ここから先は僕個人の解釈だが、「アザトカワイイ」のミュージックビデオは日向坂46の歴史と佐々木美玲のパーソナルヒストリーを描いているのではないかと思う。

いまでこそセンター復帰で波に乗る佐々木美玲だが、かつては卒業まで考えたというほどドン底の時期を経験している。冒頭では砂の惑星で一人ぼっちだった彼女が、仲間たちの応援を浴びながら、最後は金村美玖に手を引かれてこの世界に戻ってくる一連のストーリーに、佐々木美玲の苦悩と復活を重ねたくなるのである。また、先に述べたように、海=チームカラーの水色と太陽=おひさまの重なるビジュアルからは「日向」のワードが連想される。
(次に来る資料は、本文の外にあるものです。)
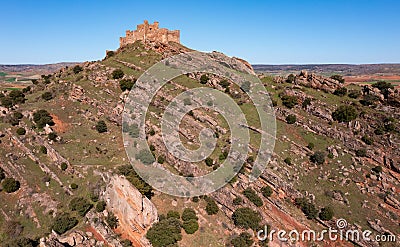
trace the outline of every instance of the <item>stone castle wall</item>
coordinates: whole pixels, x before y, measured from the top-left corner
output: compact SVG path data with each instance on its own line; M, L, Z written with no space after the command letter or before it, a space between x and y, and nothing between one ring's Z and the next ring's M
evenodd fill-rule
M149 24L147 20L143 24L137 25L136 30L127 30L125 37L120 37L120 47L127 44L132 44L135 41L158 41L161 43L168 43L170 41L180 43L180 31L168 30L166 28L159 28L158 22Z

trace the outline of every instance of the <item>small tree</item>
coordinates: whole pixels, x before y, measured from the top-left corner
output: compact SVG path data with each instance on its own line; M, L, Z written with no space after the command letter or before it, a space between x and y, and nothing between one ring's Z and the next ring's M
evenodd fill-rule
M361 91L359 90L350 90L348 96L352 99L357 99L361 96Z
M294 124L297 120L296 115L290 114L286 117L286 123L288 124Z
M131 89L135 85L135 83L136 83L136 80L122 79L119 82L119 87L121 88L122 91L125 91L125 90L131 91Z
M201 84L207 84L208 80L209 80L209 78L206 74L201 75L201 77L200 77Z
M188 221L183 222L182 228L185 230L187 234L193 234L197 230L199 230L199 223L197 223L197 220L195 219L190 219Z
M375 173L381 173L383 171L382 166L375 166L372 168L372 171Z
M180 219L180 218L181 218L181 215L180 215L179 212L177 212L177 211L170 210L170 211L168 211L168 213L167 213L167 218Z
M347 88L339 87L333 92L333 94L337 95L337 96L340 96L340 97L343 97L343 96L345 96L347 94Z
M261 217L257 211L251 208L239 208L232 214L232 219L235 226L244 229L256 230L261 222Z
M245 189L243 191L243 195L247 197L247 199L249 199L257 207L261 207L263 205L263 201L252 188Z
M357 149L356 155L358 157L365 157L365 156L367 156L367 150L365 148Z
M78 220L75 217L71 217L69 214L63 213L55 218L52 229L58 234L63 234L77 224Z
M23 127L18 128L17 129L17 134L20 135L20 136L25 135L26 134L25 128L23 128Z
M296 80L296 76L293 74L288 75L288 77L286 78L287 83L293 83L295 80Z
M47 138L49 138L49 140L51 141L56 141L57 140L57 134L55 132L51 132L47 135Z
M372 137L369 137L367 135L364 135L363 137L361 137L361 140L367 145L374 144L374 139L372 139Z
M282 95L282 104L289 109L292 109L298 104L298 98L296 96Z
M42 99L48 101L51 100L53 98L53 94L50 92L45 92L42 94Z
M351 105L341 105L336 111L332 113L333 120L338 122L350 122L358 117L358 112L354 106Z
M68 168L67 163L65 163L65 162L61 163L61 170L65 171L65 170L67 170L67 168Z
M107 132L107 124L103 120L100 120L96 124L96 130L99 133Z
M6 178L3 168L0 167L0 182Z
M39 151L42 153L42 154L47 154L47 148L45 147L45 146L40 146L40 148L39 148Z
M124 71L122 71L121 69L116 69L112 72L111 76L113 79L121 79L122 77L124 77Z
M75 197L69 203L69 209L71 211L76 211L82 217L86 215L92 206L93 205L83 197Z
M285 162L287 165L291 165L292 164L292 159L290 157L286 157L285 160L283 160L283 162Z
M207 166L213 166L213 164L214 164L214 160L211 159L210 157L207 157L207 158L205 159L205 162L206 162L206 165L207 165Z
M196 212L192 208L185 208L182 213L182 220L189 221L192 219L197 221L198 218Z
M112 229L115 229L118 226L118 218L112 212L108 212L106 222Z
M82 67L79 65L75 65L72 70L74 71L75 74L78 74L83 71Z
M20 183L14 178L5 178L2 182L2 186L5 192L13 193L20 188Z
M248 232L242 232L239 236L231 240L233 247L250 247L253 244L253 239Z
M71 184L71 189L76 190L78 188L78 185L76 183Z
M309 142L307 147L308 147L308 149L313 150L315 147L315 144L313 142Z
M274 191L272 190L272 188L269 185L267 185L267 186L264 186L261 188L261 192L264 197L268 198L268 197L272 196L272 193Z
M322 151L314 152L314 154L310 156L310 160L313 163L322 165L323 163L325 163L325 153Z
M214 199L207 197L206 199L207 205L206 205L206 212L208 215L213 215L217 214L219 211L217 203L215 203Z
M146 238L153 247L174 246L182 240L181 223L175 218L160 220L147 231Z
M319 218L321 220L331 220L333 218L333 214L333 209L331 207L325 207L319 212Z
M96 204L96 211L101 213L106 209L107 203L103 200L97 202Z

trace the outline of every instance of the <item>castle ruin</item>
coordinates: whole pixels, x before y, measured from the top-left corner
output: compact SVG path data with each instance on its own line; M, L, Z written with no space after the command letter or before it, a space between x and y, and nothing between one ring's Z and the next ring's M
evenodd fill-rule
M137 40L141 41L158 41L161 43L168 43L170 41L180 43L180 31L168 30L166 28L159 28L158 22L149 24L147 20L143 24L139 24L136 30L126 30L126 36L120 37L119 46L123 47L127 44L132 44Z

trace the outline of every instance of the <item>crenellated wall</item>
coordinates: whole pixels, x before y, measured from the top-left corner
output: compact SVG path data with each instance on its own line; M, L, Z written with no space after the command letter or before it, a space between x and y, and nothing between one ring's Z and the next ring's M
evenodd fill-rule
M120 37L120 47L132 44L137 40L141 41L158 41L161 43L175 42L180 43L180 31L159 28L158 22L149 24L147 20L143 24L139 24L136 30L126 30L125 37Z

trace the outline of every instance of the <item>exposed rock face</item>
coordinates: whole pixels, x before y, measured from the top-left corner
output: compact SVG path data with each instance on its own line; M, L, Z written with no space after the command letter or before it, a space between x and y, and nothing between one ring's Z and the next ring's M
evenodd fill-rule
M104 198L110 211L118 217L123 232L137 244L151 246L144 236L158 221L153 203L122 176L111 177Z
M180 31L159 28L158 22L149 24L147 20L143 24L137 25L136 30L126 30L126 36L120 38L120 47L132 44L137 40L141 41L158 41L168 43L170 41L180 43Z

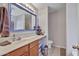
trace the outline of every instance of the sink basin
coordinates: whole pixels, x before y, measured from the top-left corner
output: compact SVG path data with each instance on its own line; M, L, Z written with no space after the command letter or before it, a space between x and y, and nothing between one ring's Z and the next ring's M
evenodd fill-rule
M17 44L17 43L20 43L20 42L27 41L28 39L31 39L31 38L34 38L34 37L36 37L36 35L35 36L29 36L29 37L18 37L18 38L15 38L15 41L13 41L13 38L10 38L10 39L7 39L6 41L0 42L0 46L7 46L7 45L10 45L10 44Z
M11 44L11 42L9 42L9 41L4 41L4 42L1 42L0 43L0 46L7 46L7 45L10 45Z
牽強付会ではあるが、必死に手をのばす金村美玖のポジションにファン、もしくは佐々木美玲を応援するメンバーみんなの声を結びつけてもいいかもしれない。

また、長濱ねる兼任解除後にセンターを務め、ひらがなけやき時代を引っ張ってきた佐々木美玲が「日向坂46第一章」の締めにふたたび元のポジションに戻ってきたことを、ミュージックビデオでは手を引っ張られる(=釣られる)姿に仮託したと読むこともできるだろう。詳しくはアルバムの構成を見ないことにはわからないし、もしかしたらカップリングで入るであろう新曲のラインナップを見たらまたこの解釈は変わってくるかもしれない。しかし、現時点で集められる情報をもとに、このようなテーマを読み取ることもできるのではないかと思うのだ。

ところで、そうなると気になるのが「なぜ手を引くのが金村美玖なんだ?」ということである。前センターの小坂菜緒やキャプテンの佐々木久美、そのほかの一期生でも良かったはずなのに、である。金村美玖推しの僕としてはここに5thシングルへの布石を読み取りたくなる。佐々木美玲の手を引いた金村美玖が「日向坂46第二章」の幕開けにセンターを務めたらこれ以上きれいな流れはないと思うのだが…そろそろ妄想が止まらなくなってきたので、ここで筆を置くことにしよう。